The findings are particularly relevant to evolving practice surrounding longer-term ATD therapy. The most compelling evidence comes from the randomized trial by Azizi et al., in which patients continuing low-dose methimazole for a total of 60–120 months had a relapse rate roughly one-third that of those stopping at 18–24 months (around 15% vs. 53%), with no excess of adverse effects over the extended period. 7 Findings of this kind reframe long-term, low-dose ATD as a legitimate maintenance strategy in its own right rather than a holding measure before definitive therapy—a meaningful change in emphasis from the historical assumption that drug treatment is a time-limited attempt at remission, with mandatory radioiodine or surgery if unsuccessful. The observation that patients with the highest TRAb concentrations tend to relapse within the first 2 years raises the possibility that treatment duration could be individualized rather than fixed at 12–18 months.

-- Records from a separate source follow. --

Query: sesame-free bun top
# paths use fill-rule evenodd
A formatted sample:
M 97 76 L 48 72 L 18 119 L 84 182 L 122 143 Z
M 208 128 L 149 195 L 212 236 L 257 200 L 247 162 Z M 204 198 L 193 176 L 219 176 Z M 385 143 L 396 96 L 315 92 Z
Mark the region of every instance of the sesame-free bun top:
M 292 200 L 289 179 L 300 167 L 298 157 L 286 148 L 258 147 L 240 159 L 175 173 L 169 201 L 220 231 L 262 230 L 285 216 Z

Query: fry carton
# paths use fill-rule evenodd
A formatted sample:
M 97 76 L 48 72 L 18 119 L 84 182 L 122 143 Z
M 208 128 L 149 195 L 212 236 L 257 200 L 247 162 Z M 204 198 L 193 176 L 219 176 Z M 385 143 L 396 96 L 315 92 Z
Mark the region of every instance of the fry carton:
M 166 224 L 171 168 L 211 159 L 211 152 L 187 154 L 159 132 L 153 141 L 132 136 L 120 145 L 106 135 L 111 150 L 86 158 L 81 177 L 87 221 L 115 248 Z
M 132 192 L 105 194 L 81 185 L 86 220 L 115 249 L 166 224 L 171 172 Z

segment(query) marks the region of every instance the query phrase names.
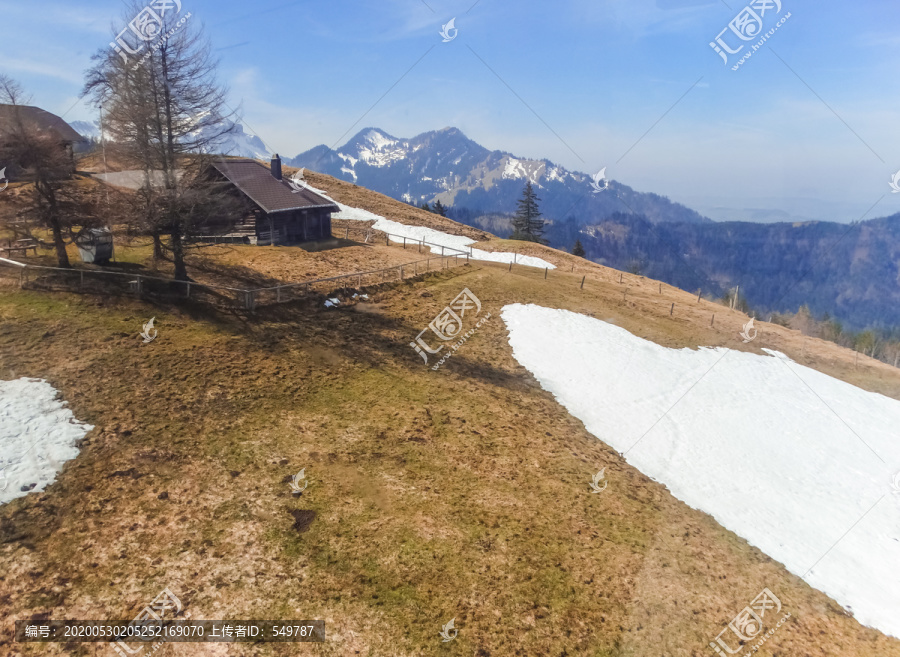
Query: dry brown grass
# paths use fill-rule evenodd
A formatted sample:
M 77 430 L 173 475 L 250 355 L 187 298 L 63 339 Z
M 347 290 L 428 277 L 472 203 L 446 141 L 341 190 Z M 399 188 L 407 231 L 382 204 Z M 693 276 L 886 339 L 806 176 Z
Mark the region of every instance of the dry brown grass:
M 48 379 L 97 425 L 47 491 L 0 510 L 0 614 L 130 618 L 169 585 L 194 618 L 325 618 L 329 639 L 164 655 L 693 657 L 768 586 L 793 618 L 762 654 L 900 655 L 588 434 L 513 359 L 499 311 L 567 308 L 671 347 L 772 346 L 894 397 L 897 371 L 767 324 L 743 345 L 740 313 L 635 277 L 623 301 L 610 278 L 582 290 L 575 274 L 473 265 L 359 310 L 248 317 L 0 294 L 4 378 Z M 432 372 L 408 342 L 463 286 L 494 318 Z M 160 336 L 143 345 L 151 313 Z M 614 483 L 590 495 L 602 466 Z M 301 467 L 296 499 L 283 479 Z M 317 512 L 303 534 L 296 509 Z
M 45 492 L 0 507 L 0 616 L 131 618 L 170 586 L 193 618 L 324 618 L 328 641 L 177 644 L 161 656 L 700 657 L 769 587 L 792 619 L 760 654 L 900 656 L 900 642 L 587 433 L 515 361 L 499 313 L 536 303 L 673 348 L 774 348 L 895 399 L 900 372 L 764 322 L 743 344 L 741 313 L 512 246 L 559 269 L 544 279 L 473 263 L 369 290 L 365 304 L 253 315 L 0 291 L 0 375 L 47 379 L 96 425 Z M 325 252 L 329 262 L 241 247 L 215 264 L 233 276 L 321 276 L 376 254 L 411 255 L 351 247 Z M 433 372 L 409 342 L 463 287 L 493 318 Z M 144 345 L 150 316 L 159 337 Z M 591 495 L 600 467 L 610 486 Z M 311 485 L 298 499 L 284 479 L 300 468 Z M 317 514 L 299 534 L 298 509 Z M 459 637 L 442 644 L 452 617 Z M 4 655 L 95 647 L 109 650 L 0 637 Z
M 297 169 L 285 167 L 284 175 L 293 175 L 295 171 L 297 171 Z M 332 178 L 323 173 L 304 171 L 303 177 L 310 185 L 326 192 L 331 198 L 339 203 L 374 212 L 377 215 L 381 215 L 386 219 L 401 224 L 427 226 L 428 228 L 449 233 L 450 235 L 464 235 L 465 237 L 469 237 L 476 241 L 489 240 L 493 237 L 493 235 L 486 233 L 483 230 L 466 226 L 465 224 L 453 221 L 452 219 L 441 217 L 433 212 L 420 210 L 419 208 L 401 201 L 395 201 L 382 194 L 376 194 L 365 187 L 338 180 L 337 178 Z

Importantly, approximately half of the patients completing an ATD course required no thyroid-directed therapy at long-term follow-up, irrespective of TRAb category. For many patients, the possibility of avoiding lifelong treatment remains a major consideration, 8 and these data can inform that preference with a credible quantitative framework. TRAb therefore serves not to dictate management, but to support shared decision-making by identifying patients at higher relapse risk while preserving medical therapy as a reasonable option for those willing to accept uncertainty. As a single-centre retrospective study lacking access to variables such as goiter size, orbitopathy, and smoking status, these findings warrant the usual caution, and the optimal duration and selection criteria for extended ATD remain to be defined prospectively. Nonetheless, the study provides clinicians with a robust long-term evidence base for a conversation that has too often relied upon short-term data.